Rick Sanchez (@RickSanchezCnn) at one point said, “It’s like in the 80′s…everyone thought Ted Turner was crazy to start a 24-hour news network. Who needs 24-hour news???”

That’s how most people feel about Twitter.
“I don’t get it,” they say.
I didn’t either. I didn’t start “getting it” until about 6 months ago. And I really didn’t fully grok it until I attended Jeff Pulver’s (@JeffPulver) inaugural 140 Characters Conference this week in New York.
I’m not a celebrity, my blog doesn’t garner hundreds of thousands of hits. I’m just a guy who plays piano and writes stuff on his website. I knew something was happening with Twitter, but I didn’t know what. I wanted to find out, so I went to the Woodstock of Tweetups: The 140 Characters Conference.
“This is not like the change from radio to television…this is something different.” – Jeff Pulver, Founder 140 Characters Conference
The transformative power of Twitter is not about the celebrities, it’s really about connecting with regular people. It’s not about what Ashton Kutcher had for breakfast…nobody REALLY cares about that.

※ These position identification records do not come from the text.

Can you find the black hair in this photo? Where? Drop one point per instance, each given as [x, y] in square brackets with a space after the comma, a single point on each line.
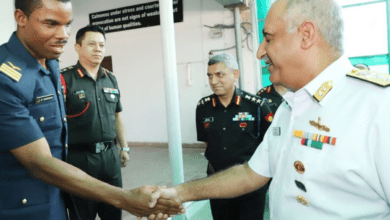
[28, 6]
[81, 33]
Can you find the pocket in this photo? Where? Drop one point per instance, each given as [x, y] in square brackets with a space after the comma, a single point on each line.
[46, 115]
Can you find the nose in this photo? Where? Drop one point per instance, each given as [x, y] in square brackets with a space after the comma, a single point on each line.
[213, 80]
[261, 50]
[63, 32]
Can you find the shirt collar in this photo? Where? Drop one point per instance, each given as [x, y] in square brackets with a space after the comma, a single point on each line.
[81, 71]
[24, 60]
[333, 72]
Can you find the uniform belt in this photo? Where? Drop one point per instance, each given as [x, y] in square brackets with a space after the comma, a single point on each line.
[93, 148]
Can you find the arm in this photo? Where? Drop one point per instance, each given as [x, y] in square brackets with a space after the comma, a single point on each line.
[233, 182]
[121, 138]
[37, 159]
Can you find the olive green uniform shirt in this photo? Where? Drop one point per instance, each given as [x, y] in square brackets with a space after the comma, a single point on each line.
[91, 105]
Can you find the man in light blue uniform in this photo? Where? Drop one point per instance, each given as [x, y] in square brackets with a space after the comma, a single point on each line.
[33, 129]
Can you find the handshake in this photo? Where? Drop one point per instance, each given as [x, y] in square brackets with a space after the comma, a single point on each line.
[154, 202]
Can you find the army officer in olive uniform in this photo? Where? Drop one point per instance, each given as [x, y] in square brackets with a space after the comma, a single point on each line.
[232, 122]
[93, 110]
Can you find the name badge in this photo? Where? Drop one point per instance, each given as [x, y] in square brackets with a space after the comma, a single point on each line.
[276, 131]
[44, 98]
[110, 90]
[207, 120]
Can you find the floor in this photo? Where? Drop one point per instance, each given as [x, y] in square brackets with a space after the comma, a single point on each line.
[150, 165]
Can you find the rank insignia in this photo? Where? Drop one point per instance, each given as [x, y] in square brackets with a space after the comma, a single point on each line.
[243, 125]
[269, 117]
[243, 116]
[323, 90]
[44, 98]
[314, 137]
[238, 100]
[80, 72]
[110, 90]
[370, 76]
[276, 131]
[319, 126]
[81, 96]
[11, 71]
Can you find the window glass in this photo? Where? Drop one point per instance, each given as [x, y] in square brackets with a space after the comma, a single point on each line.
[380, 68]
[365, 30]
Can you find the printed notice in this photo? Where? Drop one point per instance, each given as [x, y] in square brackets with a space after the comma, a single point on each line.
[132, 17]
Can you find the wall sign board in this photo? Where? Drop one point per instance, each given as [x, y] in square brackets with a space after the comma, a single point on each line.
[132, 17]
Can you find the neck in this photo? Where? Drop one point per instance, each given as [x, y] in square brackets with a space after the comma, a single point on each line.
[40, 60]
[226, 99]
[92, 69]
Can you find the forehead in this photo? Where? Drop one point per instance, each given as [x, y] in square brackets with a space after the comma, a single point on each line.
[54, 10]
[274, 19]
[217, 67]
[93, 36]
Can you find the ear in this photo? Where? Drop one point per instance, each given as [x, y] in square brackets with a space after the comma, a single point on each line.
[77, 48]
[307, 32]
[20, 18]
[236, 74]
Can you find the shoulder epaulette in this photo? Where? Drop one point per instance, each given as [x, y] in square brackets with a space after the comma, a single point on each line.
[204, 100]
[12, 71]
[380, 79]
[252, 98]
[66, 69]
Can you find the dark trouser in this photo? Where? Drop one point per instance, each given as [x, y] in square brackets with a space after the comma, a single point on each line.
[246, 207]
[104, 166]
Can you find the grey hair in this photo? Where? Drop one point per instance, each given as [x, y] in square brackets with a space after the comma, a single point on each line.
[326, 15]
[225, 58]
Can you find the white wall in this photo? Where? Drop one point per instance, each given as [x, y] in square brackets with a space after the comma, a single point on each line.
[7, 24]
[138, 64]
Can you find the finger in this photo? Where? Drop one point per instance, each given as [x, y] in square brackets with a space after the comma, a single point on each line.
[154, 197]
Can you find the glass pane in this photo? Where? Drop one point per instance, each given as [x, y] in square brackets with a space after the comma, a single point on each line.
[365, 30]
[352, 2]
[380, 68]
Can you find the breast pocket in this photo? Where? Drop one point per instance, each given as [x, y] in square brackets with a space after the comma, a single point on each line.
[45, 114]
[77, 104]
[112, 100]
[23, 193]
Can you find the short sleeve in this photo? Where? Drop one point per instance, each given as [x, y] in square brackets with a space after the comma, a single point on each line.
[379, 142]
[17, 127]
[201, 131]
[259, 161]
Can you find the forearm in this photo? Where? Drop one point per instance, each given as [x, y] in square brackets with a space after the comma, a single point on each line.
[233, 182]
[42, 165]
[120, 131]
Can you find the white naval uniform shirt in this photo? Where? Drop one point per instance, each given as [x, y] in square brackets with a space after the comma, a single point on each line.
[350, 180]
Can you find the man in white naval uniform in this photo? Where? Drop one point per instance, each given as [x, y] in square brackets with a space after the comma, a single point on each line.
[327, 148]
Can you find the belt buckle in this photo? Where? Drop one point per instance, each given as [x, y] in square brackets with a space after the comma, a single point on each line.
[99, 147]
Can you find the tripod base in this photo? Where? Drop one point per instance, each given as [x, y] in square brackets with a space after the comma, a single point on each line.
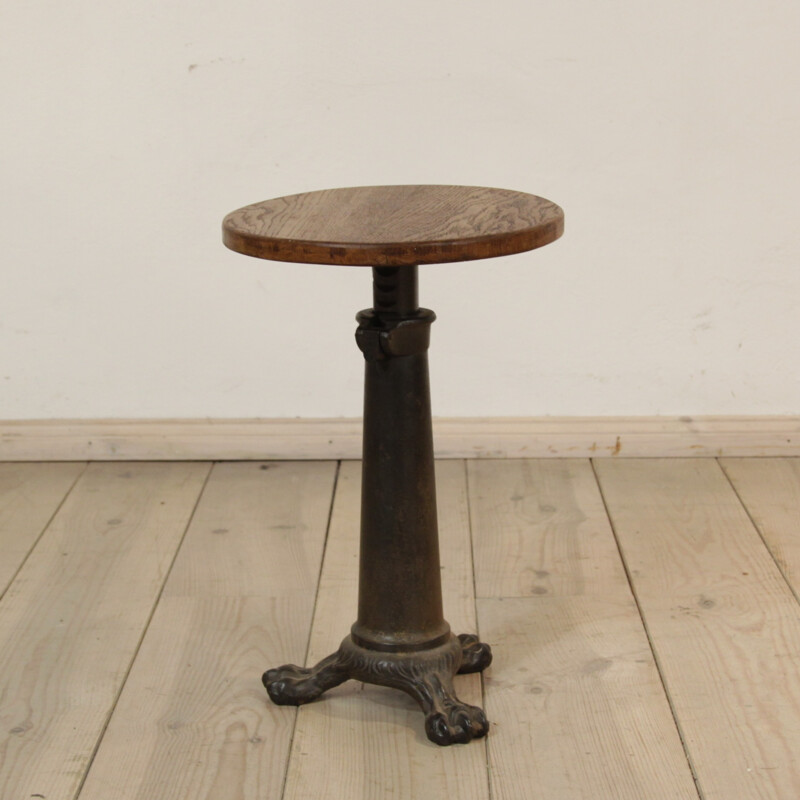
[425, 675]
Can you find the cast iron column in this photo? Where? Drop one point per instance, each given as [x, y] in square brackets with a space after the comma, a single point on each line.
[400, 595]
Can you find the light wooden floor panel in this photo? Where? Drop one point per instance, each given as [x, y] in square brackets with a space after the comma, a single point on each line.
[724, 624]
[655, 659]
[72, 620]
[578, 704]
[29, 496]
[193, 703]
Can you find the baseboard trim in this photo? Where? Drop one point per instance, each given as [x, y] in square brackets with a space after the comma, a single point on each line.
[534, 437]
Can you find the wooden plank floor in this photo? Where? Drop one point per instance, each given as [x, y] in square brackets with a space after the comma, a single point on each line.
[643, 613]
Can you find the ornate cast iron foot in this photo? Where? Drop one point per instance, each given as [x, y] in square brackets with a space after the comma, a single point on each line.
[425, 675]
[292, 686]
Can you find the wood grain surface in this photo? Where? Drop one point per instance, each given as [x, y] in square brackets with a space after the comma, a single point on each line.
[29, 496]
[723, 623]
[574, 692]
[194, 705]
[770, 489]
[72, 620]
[393, 225]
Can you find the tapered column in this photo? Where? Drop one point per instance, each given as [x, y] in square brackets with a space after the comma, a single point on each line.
[400, 597]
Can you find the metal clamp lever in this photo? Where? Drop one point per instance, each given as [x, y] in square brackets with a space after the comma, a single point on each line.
[378, 338]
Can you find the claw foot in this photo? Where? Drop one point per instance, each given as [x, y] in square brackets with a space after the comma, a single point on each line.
[292, 686]
[458, 724]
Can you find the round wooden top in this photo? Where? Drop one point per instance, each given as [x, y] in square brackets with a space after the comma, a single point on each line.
[393, 225]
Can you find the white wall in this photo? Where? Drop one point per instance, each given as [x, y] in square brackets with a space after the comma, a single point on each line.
[669, 132]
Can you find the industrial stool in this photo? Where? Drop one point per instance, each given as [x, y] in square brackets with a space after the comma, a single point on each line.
[400, 638]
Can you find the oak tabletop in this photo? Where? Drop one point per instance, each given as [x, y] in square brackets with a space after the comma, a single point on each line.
[393, 225]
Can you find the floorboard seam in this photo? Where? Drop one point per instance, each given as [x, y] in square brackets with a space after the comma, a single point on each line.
[146, 627]
[477, 629]
[313, 616]
[759, 532]
[43, 530]
[659, 669]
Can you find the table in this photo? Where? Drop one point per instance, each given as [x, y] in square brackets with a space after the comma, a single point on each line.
[400, 638]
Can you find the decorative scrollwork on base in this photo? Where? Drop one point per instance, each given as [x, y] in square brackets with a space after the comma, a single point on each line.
[425, 675]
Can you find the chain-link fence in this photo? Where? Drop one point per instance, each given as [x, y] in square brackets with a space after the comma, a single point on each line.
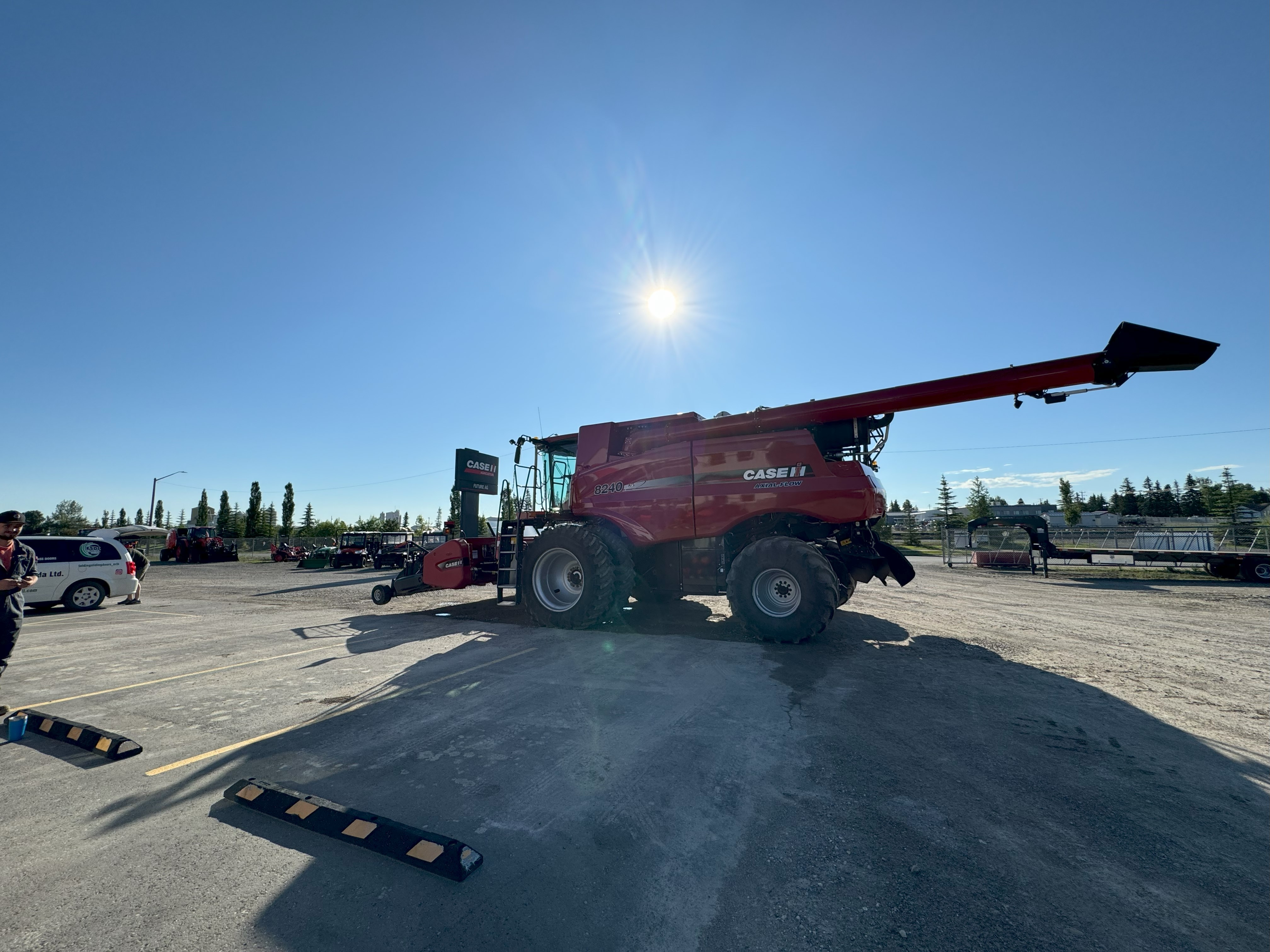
[1011, 546]
[249, 549]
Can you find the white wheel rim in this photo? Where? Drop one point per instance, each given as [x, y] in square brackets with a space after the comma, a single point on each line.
[558, 579]
[778, 593]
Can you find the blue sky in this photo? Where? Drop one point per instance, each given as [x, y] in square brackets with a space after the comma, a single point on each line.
[329, 243]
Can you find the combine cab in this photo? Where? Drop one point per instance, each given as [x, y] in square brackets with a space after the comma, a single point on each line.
[774, 508]
[197, 544]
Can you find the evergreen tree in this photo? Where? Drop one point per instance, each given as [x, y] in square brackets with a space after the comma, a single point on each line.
[224, 516]
[912, 537]
[253, 512]
[506, 502]
[1067, 503]
[68, 520]
[948, 503]
[203, 514]
[289, 509]
[238, 524]
[977, 501]
[1231, 496]
[1128, 499]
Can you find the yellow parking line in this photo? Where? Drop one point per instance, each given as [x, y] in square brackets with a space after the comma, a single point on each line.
[328, 717]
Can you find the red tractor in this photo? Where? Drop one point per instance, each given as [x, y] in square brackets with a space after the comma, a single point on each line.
[197, 544]
[288, 554]
[774, 508]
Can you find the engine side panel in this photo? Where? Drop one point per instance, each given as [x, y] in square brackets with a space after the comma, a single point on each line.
[737, 478]
[648, 496]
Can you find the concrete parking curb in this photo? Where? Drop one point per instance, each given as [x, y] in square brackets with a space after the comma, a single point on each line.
[427, 851]
[112, 747]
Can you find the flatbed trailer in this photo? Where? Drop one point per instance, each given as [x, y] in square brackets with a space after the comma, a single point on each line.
[1243, 554]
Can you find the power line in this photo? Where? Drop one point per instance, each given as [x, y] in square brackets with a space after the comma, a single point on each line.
[1081, 442]
[328, 489]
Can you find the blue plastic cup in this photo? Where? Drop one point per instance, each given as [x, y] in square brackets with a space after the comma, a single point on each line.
[17, 727]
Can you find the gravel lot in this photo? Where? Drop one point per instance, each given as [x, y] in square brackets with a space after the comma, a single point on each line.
[981, 761]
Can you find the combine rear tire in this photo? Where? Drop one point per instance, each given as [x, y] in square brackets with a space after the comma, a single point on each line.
[572, 577]
[783, 589]
[1255, 569]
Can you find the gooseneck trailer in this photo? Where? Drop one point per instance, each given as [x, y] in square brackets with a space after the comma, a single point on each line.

It’s about what’s happening NOW.
It’s a real live international conversation, between people of varying cultures, backgrounds, educations, philosophies, religions, sexual preferences, nationalities. It’s an open forum where the only limitation is the number of characters you can use in each message.
From a distance, it all looks like noise (and most of it is). Chatter. But from the chatter bubbles trends and topics. Not just the topics that the “talking heads” tell us about on the news, or the newspapers or websites tell us about, but the topics the Twitterverse finds important.
Unlike Google Analytics, which can tell us what people are searching for, Twitter shows us what people are talking about.
And what are they talking about? Most recently the Elections in Iran. The conversation about the Iran Elections (#IranElections) was deemed so important that the State Department asked Twitter to not perform a scheduled maintenance this week to keep the discussion going.
And that’s what it is…a tool. How we wield this tool can change the world. And it is.